Federal agencies should expect no fix from Congress, and get to work designing a long-term recovery plan for Columbia-Snake River salmon that will pass muster with an exacting federal judge in Portland,  Sen. Maria Cantwell, D-Wash., said Monday.

“I think the Endangered Species Act is something which is here:  They should come up with a good protection plan and be serious about it,” Cantwell said.

U.S. District Judge James Redden, for the third time, last week rejected federal agencies’ latest plan for recovery of the once-great salmon runs of the Northwest’s greatest river system.  He gave the feds until early 2014 to arrive at a new plan.

The judge said in his opinion that federal managers rely to heavily on habitat mitigation, make vague promises, and need to look at more aggressive measures that might include breaching dams, lowering reservoirs, or augmenting river flow.

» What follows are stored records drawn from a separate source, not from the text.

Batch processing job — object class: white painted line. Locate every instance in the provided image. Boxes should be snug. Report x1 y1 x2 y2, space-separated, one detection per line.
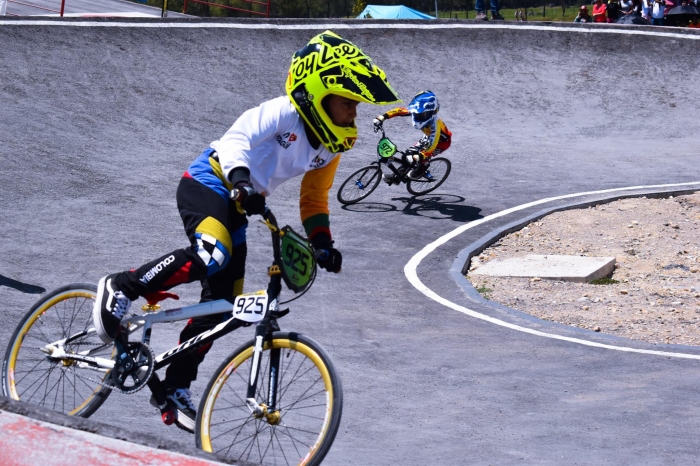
403 181 700 360
0 20 700 40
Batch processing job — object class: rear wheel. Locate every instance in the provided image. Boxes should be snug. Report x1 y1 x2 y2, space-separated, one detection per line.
195 332 343 465
406 157 452 196
2 283 114 417
338 165 382 205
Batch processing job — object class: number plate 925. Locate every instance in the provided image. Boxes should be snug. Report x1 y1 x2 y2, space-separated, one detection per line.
233 290 268 323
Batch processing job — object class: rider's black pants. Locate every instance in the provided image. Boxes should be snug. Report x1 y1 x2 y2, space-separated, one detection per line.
114 174 248 388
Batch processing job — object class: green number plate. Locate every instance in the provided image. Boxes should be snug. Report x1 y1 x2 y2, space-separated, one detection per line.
377 138 398 159
281 226 316 293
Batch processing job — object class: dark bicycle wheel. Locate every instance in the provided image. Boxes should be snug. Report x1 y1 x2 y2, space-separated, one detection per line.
338 165 382 205
2 283 114 417
406 157 452 196
195 332 343 466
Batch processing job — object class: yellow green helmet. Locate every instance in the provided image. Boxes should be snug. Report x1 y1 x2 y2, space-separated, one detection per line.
285 31 400 153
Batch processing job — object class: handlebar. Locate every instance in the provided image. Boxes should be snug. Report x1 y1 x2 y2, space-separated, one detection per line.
231 188 328 260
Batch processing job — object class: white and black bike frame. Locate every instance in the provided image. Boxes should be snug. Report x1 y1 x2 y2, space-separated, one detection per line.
42 210 304 416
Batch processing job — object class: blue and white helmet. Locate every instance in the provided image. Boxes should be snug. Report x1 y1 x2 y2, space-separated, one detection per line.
408 91 440 129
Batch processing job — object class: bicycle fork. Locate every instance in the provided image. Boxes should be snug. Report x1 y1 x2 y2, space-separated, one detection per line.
246 317 282 425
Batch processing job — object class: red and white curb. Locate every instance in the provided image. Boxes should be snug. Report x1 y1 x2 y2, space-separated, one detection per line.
0 411 221 466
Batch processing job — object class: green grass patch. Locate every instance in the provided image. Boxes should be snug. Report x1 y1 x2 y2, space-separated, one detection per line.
591 277 620 285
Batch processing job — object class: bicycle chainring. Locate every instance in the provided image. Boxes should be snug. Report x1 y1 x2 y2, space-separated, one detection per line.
112 341 155 395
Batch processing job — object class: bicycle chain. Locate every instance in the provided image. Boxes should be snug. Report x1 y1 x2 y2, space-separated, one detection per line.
60 342 155 395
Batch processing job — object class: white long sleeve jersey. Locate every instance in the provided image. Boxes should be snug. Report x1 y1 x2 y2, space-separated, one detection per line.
211 96 338 196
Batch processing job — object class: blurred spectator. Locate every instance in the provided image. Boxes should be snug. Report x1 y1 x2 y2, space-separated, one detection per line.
664 0 678 14
607 0 620 23
593 0 607 23
574 5 593 23
642 0 654 23
475 0 505 21
651 0 666 26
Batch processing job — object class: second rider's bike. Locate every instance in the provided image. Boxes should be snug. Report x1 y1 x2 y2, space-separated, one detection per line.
2 206 343 465
338 128 452 205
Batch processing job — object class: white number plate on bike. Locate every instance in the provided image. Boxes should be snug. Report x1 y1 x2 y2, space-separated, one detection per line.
233 290 267 323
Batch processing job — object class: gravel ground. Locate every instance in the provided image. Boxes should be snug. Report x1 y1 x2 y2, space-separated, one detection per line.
467 193 700 345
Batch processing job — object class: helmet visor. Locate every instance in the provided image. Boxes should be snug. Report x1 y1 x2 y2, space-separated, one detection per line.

In Cantwell’s view, Redden’s message was clear:  “Don’t be immediate.  His complaint was they were not doing their job in coming up with plans looking several years into the future.”

Dams have cut off hundreds of miles of salmon habitat. F passage facilities have come up short in getting young salmon downstream to the Pacific Ocean.  The Snake and Salmon Rivers in Idaho boast hundreds of miles of salmon habitat, but fish must pass through eight dams going and coming.

Redden has ordered that federal dams in the Columbia-Snake system continue a “fish flush” — spilling water during the spring to speed young salmon on their migration to the ocean.  The Bonneville Power Administration, in past years, has campaigned against the spill on grounds it subtracts from power sales to the Southwest.

The Obama administration’s most recent plan bore a resemblance to Bush administration plans previously rejected by Judge Redden.

The state of Oregon, commercial and sport fisheries interests, the Nez Perce and Spokane Indians, and environmental groups led by Save Our Wild Salmon challenged the feds’ plans in court.